I've written several pieces exploring why the male characters in my novels tend to be misogynist A-holes. But I recently had an experience that made me realize I'm looking at the issue from the wrong perspective.
I was minding my own business, when three twenty-somethings sat beside me - two female and one male. It was clear they had just met and the "dude" ('cause that's what he was) was in full-flirt mode seeing which of the two he could most engage. He asked what they did and Female A said she was "an executive assistant." Then she paused and said, "Basically, I'm somebody's bitch." Female B chimed in and said she was "also someone's bitch." Female A, either in humorous or competitive mode, augmented her status by saying, "I'm an executive bitch," and Female B concurred saying, "I'm just a regular bitch."
In the parlance they seemed to prefer, I wanted to bitch-slap both of them right on the spot. The conversation saddened and disgusted me. The idea that my daughter, nieces, or female students would ever describe themselves as "somebody's bitch" made my skin scrawl. It was terrible on so many levels. The two women were recent graduates of a prominent New England university and just starting their careers. I teach at Boston College and I've seen firsthand how difficult it is for young people to land their first job. Those first jobs are usually nothing near what they had envisioned, but that's okay. Every job is a springboard for the next job with more responsibility and higher pay. Every job is honorable and every job provides an opportunity to learn and observe. The world is full of stories of C-level female executives who began their career as assistants, including Christiane Amanpour, Donna Karan, and Debbie Wasserman Schultz. I doubt any of them ever described themselves as "somebody's bitch."
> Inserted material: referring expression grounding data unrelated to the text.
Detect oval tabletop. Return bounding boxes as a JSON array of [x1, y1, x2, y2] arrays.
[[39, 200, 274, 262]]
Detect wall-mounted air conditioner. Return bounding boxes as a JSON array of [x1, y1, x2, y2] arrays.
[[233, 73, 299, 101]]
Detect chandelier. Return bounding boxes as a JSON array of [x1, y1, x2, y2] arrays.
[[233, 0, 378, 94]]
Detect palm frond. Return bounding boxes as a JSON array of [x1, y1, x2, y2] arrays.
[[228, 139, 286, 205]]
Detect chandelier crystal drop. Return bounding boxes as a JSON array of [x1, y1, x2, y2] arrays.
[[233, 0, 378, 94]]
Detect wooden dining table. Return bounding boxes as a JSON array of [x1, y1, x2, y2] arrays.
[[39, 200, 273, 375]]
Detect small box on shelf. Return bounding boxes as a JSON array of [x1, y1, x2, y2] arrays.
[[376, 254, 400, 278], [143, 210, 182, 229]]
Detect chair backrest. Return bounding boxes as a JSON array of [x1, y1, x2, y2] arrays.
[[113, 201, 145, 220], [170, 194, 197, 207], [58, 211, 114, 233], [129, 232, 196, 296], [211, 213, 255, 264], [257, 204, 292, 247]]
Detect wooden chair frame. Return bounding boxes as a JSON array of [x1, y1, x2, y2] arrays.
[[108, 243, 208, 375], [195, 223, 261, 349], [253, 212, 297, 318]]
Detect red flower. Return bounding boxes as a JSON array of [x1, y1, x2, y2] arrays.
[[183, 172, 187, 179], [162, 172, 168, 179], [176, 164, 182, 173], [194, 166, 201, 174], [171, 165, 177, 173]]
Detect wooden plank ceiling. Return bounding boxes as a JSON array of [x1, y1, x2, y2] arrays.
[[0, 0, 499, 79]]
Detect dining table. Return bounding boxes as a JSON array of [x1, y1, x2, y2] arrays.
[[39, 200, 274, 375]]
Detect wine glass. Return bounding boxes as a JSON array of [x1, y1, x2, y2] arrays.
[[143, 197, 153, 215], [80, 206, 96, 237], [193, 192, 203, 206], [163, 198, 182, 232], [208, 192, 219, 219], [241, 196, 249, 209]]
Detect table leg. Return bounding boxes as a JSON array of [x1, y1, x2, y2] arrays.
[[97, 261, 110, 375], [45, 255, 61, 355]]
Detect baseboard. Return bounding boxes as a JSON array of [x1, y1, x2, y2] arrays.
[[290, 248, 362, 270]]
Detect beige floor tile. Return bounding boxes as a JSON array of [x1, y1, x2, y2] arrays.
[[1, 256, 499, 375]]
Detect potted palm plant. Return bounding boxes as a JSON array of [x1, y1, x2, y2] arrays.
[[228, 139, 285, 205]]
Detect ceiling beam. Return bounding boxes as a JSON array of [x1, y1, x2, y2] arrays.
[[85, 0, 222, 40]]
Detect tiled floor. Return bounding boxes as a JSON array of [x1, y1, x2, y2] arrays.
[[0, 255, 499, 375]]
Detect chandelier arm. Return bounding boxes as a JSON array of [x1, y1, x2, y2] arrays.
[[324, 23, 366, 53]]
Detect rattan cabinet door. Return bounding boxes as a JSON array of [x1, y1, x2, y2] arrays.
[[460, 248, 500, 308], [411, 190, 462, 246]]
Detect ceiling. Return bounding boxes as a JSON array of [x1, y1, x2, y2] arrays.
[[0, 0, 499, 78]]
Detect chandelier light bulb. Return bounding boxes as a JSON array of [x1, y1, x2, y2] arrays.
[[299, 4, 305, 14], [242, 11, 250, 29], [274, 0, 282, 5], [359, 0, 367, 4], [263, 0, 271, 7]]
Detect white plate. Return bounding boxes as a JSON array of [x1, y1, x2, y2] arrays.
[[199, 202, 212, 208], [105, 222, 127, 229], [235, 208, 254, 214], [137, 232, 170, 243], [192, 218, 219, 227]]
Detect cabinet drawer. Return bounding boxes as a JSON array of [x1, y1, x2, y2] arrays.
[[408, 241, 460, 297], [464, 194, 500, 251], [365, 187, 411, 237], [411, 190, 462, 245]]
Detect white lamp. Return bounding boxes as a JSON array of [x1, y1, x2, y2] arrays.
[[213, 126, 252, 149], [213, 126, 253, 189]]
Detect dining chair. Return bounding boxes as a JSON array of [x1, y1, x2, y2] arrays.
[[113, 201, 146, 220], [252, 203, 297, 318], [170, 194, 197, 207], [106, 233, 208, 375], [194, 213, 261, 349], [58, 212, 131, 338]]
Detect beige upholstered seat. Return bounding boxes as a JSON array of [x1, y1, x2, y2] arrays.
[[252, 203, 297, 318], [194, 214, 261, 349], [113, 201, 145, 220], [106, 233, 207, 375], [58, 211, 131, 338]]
Words are powerful, and the words we speak aloud define us. Referring to oneself as a "bitch" provides tacit permission for others to view you that way. There's an old adage that recommends you dress for the job you want. It's even more important that you think of yourself and conduct yourself in terms of the job you want. I remember hiring a young woman about ten years ago as my "assistant." When I offered her the position I said, "someday you're going to be running this place." Her intelligence, ambition, and work ethic emanated from her words, body language, poise, and self-confidence. She - and anyone who knew her - would never describe her as "somebody's bitch." She wasn't and would never be. Ten years later, her career is progressing on a steady upward arc and the sky remains the limit.
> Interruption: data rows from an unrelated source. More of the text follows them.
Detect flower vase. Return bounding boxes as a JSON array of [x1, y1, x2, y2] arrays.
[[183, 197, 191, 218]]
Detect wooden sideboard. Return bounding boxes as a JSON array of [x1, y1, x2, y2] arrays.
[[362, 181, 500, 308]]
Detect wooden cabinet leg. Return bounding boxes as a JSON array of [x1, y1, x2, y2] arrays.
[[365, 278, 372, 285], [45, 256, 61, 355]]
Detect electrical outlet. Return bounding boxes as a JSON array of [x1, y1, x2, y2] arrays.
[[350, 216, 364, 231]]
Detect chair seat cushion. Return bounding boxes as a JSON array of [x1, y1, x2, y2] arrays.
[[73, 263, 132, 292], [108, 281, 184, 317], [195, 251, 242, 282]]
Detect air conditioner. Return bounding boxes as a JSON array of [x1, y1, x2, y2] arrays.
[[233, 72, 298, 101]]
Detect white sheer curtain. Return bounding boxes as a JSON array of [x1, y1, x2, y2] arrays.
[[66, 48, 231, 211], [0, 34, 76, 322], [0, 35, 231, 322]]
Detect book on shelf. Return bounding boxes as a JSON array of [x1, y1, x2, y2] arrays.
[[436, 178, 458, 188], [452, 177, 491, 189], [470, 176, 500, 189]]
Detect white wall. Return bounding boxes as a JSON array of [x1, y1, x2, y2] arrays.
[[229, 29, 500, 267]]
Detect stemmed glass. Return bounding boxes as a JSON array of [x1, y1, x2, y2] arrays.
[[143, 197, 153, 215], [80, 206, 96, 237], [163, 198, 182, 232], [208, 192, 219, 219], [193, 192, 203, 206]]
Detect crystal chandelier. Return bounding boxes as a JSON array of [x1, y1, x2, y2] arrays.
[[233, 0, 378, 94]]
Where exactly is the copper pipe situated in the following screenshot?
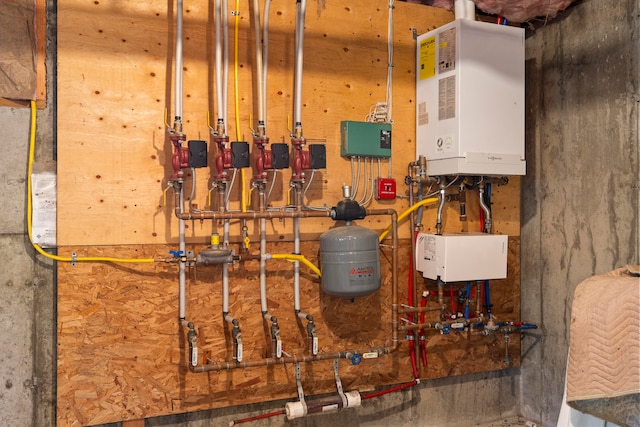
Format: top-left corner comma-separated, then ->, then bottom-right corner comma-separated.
176,190 -> 402,371
398,306 -> 442,314
193,346 -> 398,372
398,316 -> 483,332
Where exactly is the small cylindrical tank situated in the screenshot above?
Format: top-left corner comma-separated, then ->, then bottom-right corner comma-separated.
319,223 -> 380,297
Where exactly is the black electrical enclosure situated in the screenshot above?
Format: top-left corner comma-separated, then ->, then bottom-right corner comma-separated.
188,140 -> 208,168
309,144 -> 327,169
271,143 -> 289,169
231,141 -> 250,168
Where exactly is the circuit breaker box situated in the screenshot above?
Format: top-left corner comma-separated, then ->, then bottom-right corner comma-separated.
415,233 -> 508,282
416,19 -> 525,176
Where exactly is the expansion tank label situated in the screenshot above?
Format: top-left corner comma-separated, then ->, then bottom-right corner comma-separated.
438,27 -> 456,73
419,36 -> 436,80
438,75 -> 456,120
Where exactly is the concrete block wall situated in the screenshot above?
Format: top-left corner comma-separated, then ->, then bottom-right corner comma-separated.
521,0 -> 639,425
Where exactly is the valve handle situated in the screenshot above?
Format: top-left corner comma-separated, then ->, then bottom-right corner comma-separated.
169,250 -> 184,258
350,353 -> 363,366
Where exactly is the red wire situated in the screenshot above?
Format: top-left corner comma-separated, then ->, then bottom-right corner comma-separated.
231,409 -> 286,425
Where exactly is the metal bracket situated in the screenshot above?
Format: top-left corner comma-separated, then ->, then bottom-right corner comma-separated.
295,362 -> 307,410
333,359 -> 348,409
71,252 -> 77,267
411,28 -> 418,40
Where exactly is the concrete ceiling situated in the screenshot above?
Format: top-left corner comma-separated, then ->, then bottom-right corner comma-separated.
405,0 -> 577,23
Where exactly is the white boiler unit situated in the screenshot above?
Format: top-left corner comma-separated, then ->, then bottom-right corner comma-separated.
416,19 -> 526,176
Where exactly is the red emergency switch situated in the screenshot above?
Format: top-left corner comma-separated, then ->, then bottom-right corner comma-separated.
375,177 -> 396,200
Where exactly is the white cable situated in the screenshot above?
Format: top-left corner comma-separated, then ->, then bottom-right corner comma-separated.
386,0 -> 394,124
265,169 -> 277,206
352,157 -> 361,201
358,157 -> 369,205
225,168 -> 238,207
361,158 -> 376,206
I worry, however, about the career path of these two young women. I worry about their self-perception, the choices they will make in life and love, and their ability to recognize and achieve their full potential.
I've long considered myself a feminist. I read and absorbed Gloria Steinem and Germaine Greer back in my twenties. My two best bosses ever were both women. I always believed women could do anything men could do, but I've more recently come to the conclusion that women can do many - if not most - things better than men. That's why I am so adamant and vocal with my female students to speak up for themselves and not be shy or hesitant to trumpet their skills and accomplishments.
That's also why my novels feature strong female characters who put their male counterparts to shame. Those male characters may indeed be misogynist A-holes, but their failings are amplified in comparison to the smart and capable women they interact with. Their failings are also purposely exaggerated so male readers notice. Us males tend towards the Neanderthal and often have to be hit over the head with an insight before truly taking it in. And there's nothing I like better than hitting Neanderthals over the head.